In the Middle Ages, a manciple was the person in charge of purchasing and storing food for an institution, such as a college or monastery. He might also have had a role in food preparation. The word arises most notably in Geoffrey Chaucer's Canterbury Tales, which seems to be one of the first instances of its usage. Manciple Street, in one of the oldest sections of London, is one among a group of streets, including Prioress Street and Pilgrimage Street, named with Chaucer's work in mind. Its archaic origins notwithstanding, the word is occasionally still used to describe some food management jobs.
Some of the colleges at Oxford and Cambridge have employees called manciples. In 2010, Saint Edmund's College at Cambridge advertised an opening for a manciple who would be responsible for overseeing the provision of regular meals and the catering of special events. The job duties also included supervision of general housekeeping and maintenance and assistance in the development of health and safety policies.
In Chaucer's Canterbury Tales, a manciple for one of the inns of court belongs to the company of pilgrims who are telling stories as they travel. In the prologue to the work, the manciple is revealed as an intelligent but unscrupulous man. He is able to cheat the lawyers who employ him because they fail to notice a man whom they believe inferior to themselves. He tells the story of a crow who told the god Apollo that his wife was being unfaithful to him. Apollo's final response is to curse the crow whose gossip has caused him such grief.
The manciple tells his story following a dispute with the drunken cook, whom the leader of the company warns the manciple against offending. The host reminds the manciple that the cook could make trouble for him if the manciple were to tell an unkind tale about cooks. The tale seems to warn of the dangers of vicious storytelling, whether or not the stories are true.

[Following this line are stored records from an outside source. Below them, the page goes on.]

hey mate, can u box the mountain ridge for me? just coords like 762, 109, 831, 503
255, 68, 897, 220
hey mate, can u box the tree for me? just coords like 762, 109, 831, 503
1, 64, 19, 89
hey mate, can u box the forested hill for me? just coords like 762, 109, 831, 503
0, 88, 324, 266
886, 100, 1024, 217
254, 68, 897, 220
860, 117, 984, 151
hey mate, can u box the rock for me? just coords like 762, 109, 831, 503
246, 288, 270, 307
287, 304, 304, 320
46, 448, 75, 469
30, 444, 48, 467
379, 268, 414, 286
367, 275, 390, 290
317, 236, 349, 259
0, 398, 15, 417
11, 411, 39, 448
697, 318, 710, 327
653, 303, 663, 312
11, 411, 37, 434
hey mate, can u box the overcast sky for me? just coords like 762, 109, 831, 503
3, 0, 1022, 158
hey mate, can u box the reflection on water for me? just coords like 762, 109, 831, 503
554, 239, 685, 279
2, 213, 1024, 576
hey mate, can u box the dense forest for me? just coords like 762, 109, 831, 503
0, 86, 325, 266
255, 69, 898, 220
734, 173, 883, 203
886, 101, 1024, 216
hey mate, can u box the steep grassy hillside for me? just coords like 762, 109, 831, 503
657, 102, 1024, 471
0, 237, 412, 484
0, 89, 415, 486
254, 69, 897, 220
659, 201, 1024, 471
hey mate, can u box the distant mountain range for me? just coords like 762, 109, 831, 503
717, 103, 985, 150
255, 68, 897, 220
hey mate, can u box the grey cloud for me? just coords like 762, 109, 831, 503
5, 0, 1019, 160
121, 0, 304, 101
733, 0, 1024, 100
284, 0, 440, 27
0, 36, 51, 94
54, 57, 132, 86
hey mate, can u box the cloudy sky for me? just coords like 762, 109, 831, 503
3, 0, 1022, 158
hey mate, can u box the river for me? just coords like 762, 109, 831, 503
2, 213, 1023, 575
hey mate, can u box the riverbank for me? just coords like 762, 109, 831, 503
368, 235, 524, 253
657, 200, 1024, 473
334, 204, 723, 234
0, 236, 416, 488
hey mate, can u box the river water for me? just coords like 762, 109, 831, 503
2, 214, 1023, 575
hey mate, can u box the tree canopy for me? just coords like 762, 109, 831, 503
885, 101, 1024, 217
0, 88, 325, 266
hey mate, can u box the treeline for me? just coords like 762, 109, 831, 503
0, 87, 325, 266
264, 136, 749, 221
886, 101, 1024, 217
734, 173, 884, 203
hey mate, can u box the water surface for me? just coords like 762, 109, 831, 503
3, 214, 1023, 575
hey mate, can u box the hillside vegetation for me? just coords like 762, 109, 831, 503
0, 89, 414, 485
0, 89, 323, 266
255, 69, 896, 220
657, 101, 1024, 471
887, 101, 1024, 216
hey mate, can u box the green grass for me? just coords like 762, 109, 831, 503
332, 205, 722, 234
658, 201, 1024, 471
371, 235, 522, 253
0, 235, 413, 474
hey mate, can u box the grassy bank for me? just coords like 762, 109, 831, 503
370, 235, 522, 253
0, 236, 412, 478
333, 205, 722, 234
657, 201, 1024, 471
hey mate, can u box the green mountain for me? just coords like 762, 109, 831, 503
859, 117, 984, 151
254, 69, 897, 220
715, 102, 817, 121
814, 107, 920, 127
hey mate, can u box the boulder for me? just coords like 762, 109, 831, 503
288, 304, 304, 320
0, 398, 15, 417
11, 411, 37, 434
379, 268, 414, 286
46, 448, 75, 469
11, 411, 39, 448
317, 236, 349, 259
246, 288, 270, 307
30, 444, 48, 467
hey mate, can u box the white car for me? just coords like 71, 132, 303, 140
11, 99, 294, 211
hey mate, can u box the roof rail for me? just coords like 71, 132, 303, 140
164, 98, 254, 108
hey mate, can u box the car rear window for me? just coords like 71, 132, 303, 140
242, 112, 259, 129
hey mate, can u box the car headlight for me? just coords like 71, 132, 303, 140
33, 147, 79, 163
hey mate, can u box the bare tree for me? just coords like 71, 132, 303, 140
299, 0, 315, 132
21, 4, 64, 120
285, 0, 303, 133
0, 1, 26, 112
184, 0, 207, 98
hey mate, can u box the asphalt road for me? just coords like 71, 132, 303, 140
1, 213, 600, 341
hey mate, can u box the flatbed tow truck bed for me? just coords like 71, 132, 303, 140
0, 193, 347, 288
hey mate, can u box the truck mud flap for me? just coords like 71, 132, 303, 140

The English word manciple is derived from the Middle English word maunciple, which is the form of the word used by Chaucer. Its earliest recorded usage is in the 13th century Ancrene Riwle or Guide for Anchoresses. The word is ultimately derived from the classical Latin mancipium, which referred to a slave, a person who had been purchased. Mancipium became the medieval Latin manceps which added the concept of the purchaser of provisions to the definition.